Growing up in the modern West, most of us have been conditioned to think that the best students are those who don’t struggle. Successful people are those who easily achieve straight A’s, who can get their homework done as quickly as possible, and who rarely have to deal with unpleasant realities such as frustration, struggle, confusion or failure. The notion that struggle is a sign of low-ability is such a part of the very air we breathe that it is rarely questioned and permeates the culture of the classroom.

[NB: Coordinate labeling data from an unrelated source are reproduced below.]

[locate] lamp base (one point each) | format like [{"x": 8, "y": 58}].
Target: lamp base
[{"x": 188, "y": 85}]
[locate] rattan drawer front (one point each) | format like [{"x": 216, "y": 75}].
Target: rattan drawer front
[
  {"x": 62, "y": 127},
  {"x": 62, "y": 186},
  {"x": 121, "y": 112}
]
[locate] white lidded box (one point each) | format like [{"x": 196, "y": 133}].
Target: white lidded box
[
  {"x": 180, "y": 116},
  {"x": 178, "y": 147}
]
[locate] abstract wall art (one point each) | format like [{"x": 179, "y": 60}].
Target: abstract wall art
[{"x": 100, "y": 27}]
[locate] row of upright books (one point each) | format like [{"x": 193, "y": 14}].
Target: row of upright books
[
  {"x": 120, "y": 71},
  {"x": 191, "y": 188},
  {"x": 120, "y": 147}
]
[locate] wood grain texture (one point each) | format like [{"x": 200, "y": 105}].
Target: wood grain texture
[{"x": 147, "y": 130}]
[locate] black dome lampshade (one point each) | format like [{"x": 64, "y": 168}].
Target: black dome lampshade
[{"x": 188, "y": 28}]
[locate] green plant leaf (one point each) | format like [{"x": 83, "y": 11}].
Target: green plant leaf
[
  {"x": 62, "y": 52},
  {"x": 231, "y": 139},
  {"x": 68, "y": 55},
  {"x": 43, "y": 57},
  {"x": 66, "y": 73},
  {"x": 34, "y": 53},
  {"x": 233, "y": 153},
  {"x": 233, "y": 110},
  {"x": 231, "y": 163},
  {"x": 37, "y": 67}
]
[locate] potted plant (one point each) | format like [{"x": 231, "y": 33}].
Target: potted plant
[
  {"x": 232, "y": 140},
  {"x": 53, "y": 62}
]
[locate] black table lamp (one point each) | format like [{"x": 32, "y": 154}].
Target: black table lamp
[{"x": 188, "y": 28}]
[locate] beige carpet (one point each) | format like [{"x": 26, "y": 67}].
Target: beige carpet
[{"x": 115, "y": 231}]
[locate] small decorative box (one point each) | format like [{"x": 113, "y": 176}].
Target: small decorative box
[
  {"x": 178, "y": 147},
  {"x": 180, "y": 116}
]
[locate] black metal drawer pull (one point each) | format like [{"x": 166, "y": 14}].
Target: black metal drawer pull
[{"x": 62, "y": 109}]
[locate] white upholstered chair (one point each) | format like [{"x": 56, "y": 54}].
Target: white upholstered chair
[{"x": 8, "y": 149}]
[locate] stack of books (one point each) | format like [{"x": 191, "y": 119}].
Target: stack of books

In a recent TSM article I discussed how these American assumptions about struggle are very different to the mindset prevalent throughout many Asian cultures:
“Recently I’ve begun reading some of the research on cross-cultural psychology in various academic journals, with the aim of exploring how the concept of struggle is approached in different societies. In the process of these studies I learned something very interesting: what people in one culture think of as failing, people in other cultures think of as learning.
“Let me ask you a question. Is a good student one who struggles at school or one who doesn’t? Previously, I might have been tempted to answer that smart students are the ones who can get their work done quickly and easily with a minimum of struggle. Like many of us, I’ve tended to default to the typical American view of learning. In our quick-fix, fast-food culture, it’s easy to just assume that the best students are those who can get their work done without any frustration and struggle. But I’ve had my thinking challenged by looking at learning in Asian cultures, where the sign of a good student is one who can struggle for a long time with the same problem, task or difficulty. These different orientations towards struggle make a huge difference in the culture of the classroom…
“[Research has shown] that American classrooms were tending to change the content in order to make its presentation more interesting to the students, while in Japan the focus was on changing the students to make them more attentive and focused. ‘Japanese tend to stress developing adaptive dispositions; Americans try to make the learning context more attractive.’
“One of the purposes of Americans trying to make the learning context more attractive is to minimize the difficulty and struggle facing students…. By contrast, the Japanese model of developing adaptive dispositions nurtures students into seeing that a subject—mathematics for example—is inherently interesting for its own sake. …The emphasis on developing internal rather than external sources of motivation fits within the Japanese framework of a good student being one that can develop internal virtues through struggle and self-discipline.
“Since the sign of a successful student in America is someone who can get his or her work done with a minimum of struggle, classrooms are tailored to make learning as fun as possible. But in Asia the sign of a good student is precisely the opposite: it is the students who show they can persevere through struggle that are believed to be destined for great things later in life.”